My toxic love: Bayesian Statistics
Bruno de Finetti once said that “probability does not exist.” It sounds like a philosophical stunt, but consider something close to home. A friend of mine is expecting a baby. He says the probability that the child has XY chromosomes is slightly higher than the probability that they have XX chromosomes. But the child’s chromosomes are not probabilistic. Leaving aside rare chromosomal variations, they are already XX or XY. It is already a fact. He just does not know it yet. And that is exactly what De Finetti meant. Probability is not a feature of the world; it is not in the baby. It lives in what we know and in how we think.
That idea planted a new seed of doubt about my own work, since every frequentist model deals with probability in one way or another. What started as a small detour into Bayesian statistics quickly became an obsession, and, unexpectedly, it helped me understand frequentist methods more clearly than before. All the frequentist statistics we know are simply a particular case of Bayesian statistics, much like a golden retriever is just one breed of dog. And the frequentist version is probably the most cumbersome of the bunch.
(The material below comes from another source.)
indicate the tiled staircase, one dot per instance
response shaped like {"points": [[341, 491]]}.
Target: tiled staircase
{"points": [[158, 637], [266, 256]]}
Maybe that’s why those who discover Bayesian statistics rarely go back. It’s not just a different way of analyzing data, but a more flexible way of thinking. It lets you build and test virtually any model you can imagine, quantify uncertainty in a natural and intuitive way, and work without relying on asymptotic assumptions that often make little sense in practice. In my view, the Bayesian approach, especially in applied research, is far more transparent and honest about its assumptions than any frequentist model.